Leading indicators showcase China’s robust economic vitality

BEIJING: China is witnessing sustained economic recovery, with consumption, investment, and industrial production maintaining positive momentum since April amid coordinated macro policy support, according to a series of indicators released on Saturday by China’s State Information Centre (SIC).

Data shows that excavator sales rose 17.6 percent year on year in April, including a 16.4 percent domestic increase, marking a continued recovery in heavy machinery demand, a key gauge of infrastructure activity.

Shen Chunfeng, an expert from Rootcloud’s Excavator Index, noted that road construction is accelerating, driven by seasonal factors and policy stimulus, reflecting China’s growing endogenous economic momentum.

At the same time, local government bond issuance surged 84 percent year on year to 3.54 trillion yuan ($50.6 billion) from January to April, hitting record highs in both volume and growth rate.  Project contract awards climbed 10 percent year on year in April, as per SIC tender data.

The synchronized growth in funding and project launches shows that China has made simultaneous efforts in policies, funds and projects, which is bolstering growth and domestic demand, said Wei Ying, deputy director of the Big Data Development Department of the SIC.

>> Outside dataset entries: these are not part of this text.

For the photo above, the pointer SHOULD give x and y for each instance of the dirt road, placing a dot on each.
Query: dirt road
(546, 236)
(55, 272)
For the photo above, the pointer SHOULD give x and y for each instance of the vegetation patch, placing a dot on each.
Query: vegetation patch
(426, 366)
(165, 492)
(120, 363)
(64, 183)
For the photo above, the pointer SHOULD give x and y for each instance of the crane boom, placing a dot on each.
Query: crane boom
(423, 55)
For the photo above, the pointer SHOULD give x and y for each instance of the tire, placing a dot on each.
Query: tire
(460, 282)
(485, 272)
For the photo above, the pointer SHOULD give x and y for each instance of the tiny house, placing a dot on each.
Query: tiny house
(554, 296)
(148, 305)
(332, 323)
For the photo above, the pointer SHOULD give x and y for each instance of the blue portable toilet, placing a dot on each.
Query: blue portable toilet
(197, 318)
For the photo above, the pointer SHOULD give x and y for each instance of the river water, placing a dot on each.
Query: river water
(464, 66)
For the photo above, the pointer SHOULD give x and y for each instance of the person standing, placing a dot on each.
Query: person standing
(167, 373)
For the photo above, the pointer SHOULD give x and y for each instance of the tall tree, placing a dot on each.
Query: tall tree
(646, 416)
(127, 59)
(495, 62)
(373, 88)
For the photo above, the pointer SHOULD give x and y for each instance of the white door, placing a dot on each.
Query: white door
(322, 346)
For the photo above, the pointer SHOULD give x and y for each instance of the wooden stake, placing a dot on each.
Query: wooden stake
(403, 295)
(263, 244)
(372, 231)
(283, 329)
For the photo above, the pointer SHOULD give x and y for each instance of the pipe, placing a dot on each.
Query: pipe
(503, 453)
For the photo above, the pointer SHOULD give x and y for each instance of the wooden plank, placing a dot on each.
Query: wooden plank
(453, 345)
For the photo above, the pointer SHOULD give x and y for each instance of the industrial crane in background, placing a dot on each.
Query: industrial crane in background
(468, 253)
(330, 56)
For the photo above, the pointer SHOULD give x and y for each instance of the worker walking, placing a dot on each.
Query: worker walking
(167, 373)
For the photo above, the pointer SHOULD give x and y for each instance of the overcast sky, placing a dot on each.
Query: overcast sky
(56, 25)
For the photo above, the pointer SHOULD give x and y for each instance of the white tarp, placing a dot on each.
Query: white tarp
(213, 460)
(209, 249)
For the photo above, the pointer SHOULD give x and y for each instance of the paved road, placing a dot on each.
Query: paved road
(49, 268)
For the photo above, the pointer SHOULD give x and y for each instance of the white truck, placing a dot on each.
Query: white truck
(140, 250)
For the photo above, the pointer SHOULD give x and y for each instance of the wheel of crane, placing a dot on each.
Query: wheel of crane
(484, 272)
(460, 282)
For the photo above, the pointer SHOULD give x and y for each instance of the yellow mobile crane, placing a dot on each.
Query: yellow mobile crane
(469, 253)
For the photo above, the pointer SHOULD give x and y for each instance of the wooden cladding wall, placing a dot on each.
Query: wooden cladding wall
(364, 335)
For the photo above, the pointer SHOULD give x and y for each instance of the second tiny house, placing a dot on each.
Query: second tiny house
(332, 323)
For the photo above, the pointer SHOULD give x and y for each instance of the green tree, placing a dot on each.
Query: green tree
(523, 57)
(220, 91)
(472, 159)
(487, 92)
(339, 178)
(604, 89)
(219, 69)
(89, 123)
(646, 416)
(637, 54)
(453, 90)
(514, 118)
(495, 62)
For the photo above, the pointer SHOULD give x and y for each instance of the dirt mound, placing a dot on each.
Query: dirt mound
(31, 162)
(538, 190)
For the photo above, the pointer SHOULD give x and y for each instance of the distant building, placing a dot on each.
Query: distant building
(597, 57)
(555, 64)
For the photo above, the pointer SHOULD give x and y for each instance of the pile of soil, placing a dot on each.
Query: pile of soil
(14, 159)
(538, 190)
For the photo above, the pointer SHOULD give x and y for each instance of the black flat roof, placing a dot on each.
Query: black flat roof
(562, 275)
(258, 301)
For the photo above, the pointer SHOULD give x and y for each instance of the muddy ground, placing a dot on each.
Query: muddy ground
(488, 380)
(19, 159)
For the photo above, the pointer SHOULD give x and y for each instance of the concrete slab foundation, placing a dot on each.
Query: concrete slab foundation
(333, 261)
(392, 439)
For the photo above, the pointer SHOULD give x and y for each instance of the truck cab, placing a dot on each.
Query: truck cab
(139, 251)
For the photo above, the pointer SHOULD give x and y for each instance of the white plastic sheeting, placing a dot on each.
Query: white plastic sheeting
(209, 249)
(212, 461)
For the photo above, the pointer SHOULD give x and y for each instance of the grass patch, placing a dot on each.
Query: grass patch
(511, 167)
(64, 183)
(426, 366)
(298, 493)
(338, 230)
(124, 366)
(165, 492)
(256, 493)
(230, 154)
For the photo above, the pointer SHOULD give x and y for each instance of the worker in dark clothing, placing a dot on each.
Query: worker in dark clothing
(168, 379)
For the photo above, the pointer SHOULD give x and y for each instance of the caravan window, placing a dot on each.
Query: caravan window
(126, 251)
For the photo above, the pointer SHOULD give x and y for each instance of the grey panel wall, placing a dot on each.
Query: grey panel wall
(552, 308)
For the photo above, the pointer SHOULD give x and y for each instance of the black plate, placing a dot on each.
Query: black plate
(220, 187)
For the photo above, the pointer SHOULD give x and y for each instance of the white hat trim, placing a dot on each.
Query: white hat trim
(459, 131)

In addition, China’s startup vitality index jumped 36.8 percent year on year in April, while the tech-innovator index rose 28.9 percent year on year.

China’s innovation ecosystem, such as spanning laws, financial policies, and research and development incentives, has empowered businesses to invest and innovate boldly, noted Liu Fang, a researcher at the Chinese Academy of Macroeconomic Research.

In the consumption sector, offline consumption activity index grew 25.4 percent year on year, while online service demand rose 14.2 percent on an annual basis.

Weathering external headwinds, the high-frequency data in April underscores China’s economic resilience, said Wei. She added that with incremental and existing policies taking full effect in the second quarter, the steady growth momentum is expected to strengthen further.